なぜ死した私が、今も語り部を務めているかというとーーー

「へぇ、これがその黒竜の血の杖ですか。」

ガラスケースに収められた私…もとい、私の血が収められた杖は、この小さな博物館を訪れる多くの客の目に止まった。
千年を経てもその形は変わらない。竜の牙を芯とし、竜の血を蓄えた杖は、言わば生命力の象徴だ。

ガラスケースの中身を興味深げに眺める女は、この博物館の新人学芸員らしい。
彼女に杖を紹介するのは、老年の館長だ。体が動く内は人と接する仕事をしたいというのが、彼の希望だった。

「まぁ、お伽話ですがね。
現に、自然災害を食い止めるなんて現代の科学技術をもってしても不可能です。」

「その旅人は、なぜ杖を使わなくなったのかしら?彼にとっては大事な道具だったんじゃ?」

女は杖をしげしげと眺める。
老人もまた、杖を眩しそうに見つめている。

「“必要ない”と気づいたのでしょう。
竜は滅ぼすべきものではなく、自然の流れそのものだと。命を回す循環器の役割があるのだと。
天災で家を失った者がいれば、家を新しく建てることで生計を立てられる者がいるように。」

だから彼は採血針を使うのをやめ、竜の命を奪うことをやめた。同時に、自身も竜の血を飲むことをやめたのだ。

超常の力に頼らず、血縁もない人間の仲間を増やし、その時代の人間が持つ技術の範囲で、怪我人や病人を癒す方法に切り替えたのだ。

彼の体内の悪い血は、彼自身が本来持つ免疫力で、長い時間をかけて少しずつ洗い流した。それには何百年という途方もない時間が掛かったが、耐えた甲斐あり、やがて人らしい成長が戻っていった。

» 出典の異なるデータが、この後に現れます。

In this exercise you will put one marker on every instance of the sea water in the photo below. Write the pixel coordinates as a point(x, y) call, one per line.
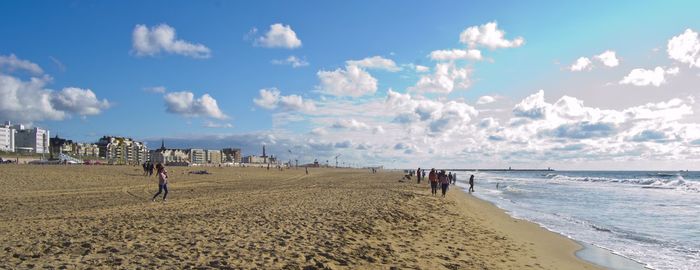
point(651, 217)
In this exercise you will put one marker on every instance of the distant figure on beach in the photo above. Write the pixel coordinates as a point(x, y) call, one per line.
point(162, 182)
point(433, 181)
point(418, 175)
point(471, 183)
point(445, 182)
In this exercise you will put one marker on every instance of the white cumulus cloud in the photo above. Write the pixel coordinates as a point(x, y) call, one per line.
point(293, 61)
point(272, 99)
point(608, 58)
point(485, 100)
point(446, 78)
point(685, 48)
point(582, 63)
point(436, 117)
point(279, 36)
point(489, 36)
point(162, 38)
point(79, 101)
point(644, 77)
point(184, 103)
point(155, 89)
point(28, 101)
point(375, 62)
point(352, 81)
point(351, 124)
point(421, 69)
point(456, 54)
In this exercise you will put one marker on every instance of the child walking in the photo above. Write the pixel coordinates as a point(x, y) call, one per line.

人間の老いを経験したカスカダは、体力と視力の衰えのために医師を辞め、今は小さな博物館で静かな余生を送っている。

ガラスケースの中の私と、同じ時間を過ごしている。

老いるお前は私より先に逝ってしまうが、それは悲運ではない。充分すぎる時間を共に過ごし、そして互いが想い合っていることが分かったからだ。
千年も、私の血が宿った杖を手放さなかったのがその証拠。

カスカダ…どうか、死の間際に私の血を口にしようとは考えるな。
お前を独りぼっちにするのは、私には何より辛いことだから。

大切なカスカダとの、穏やかで残り僅かな時間を、私はこのガラスケースの中で過ごす。

これが、黒竜の血の杖の物語だ。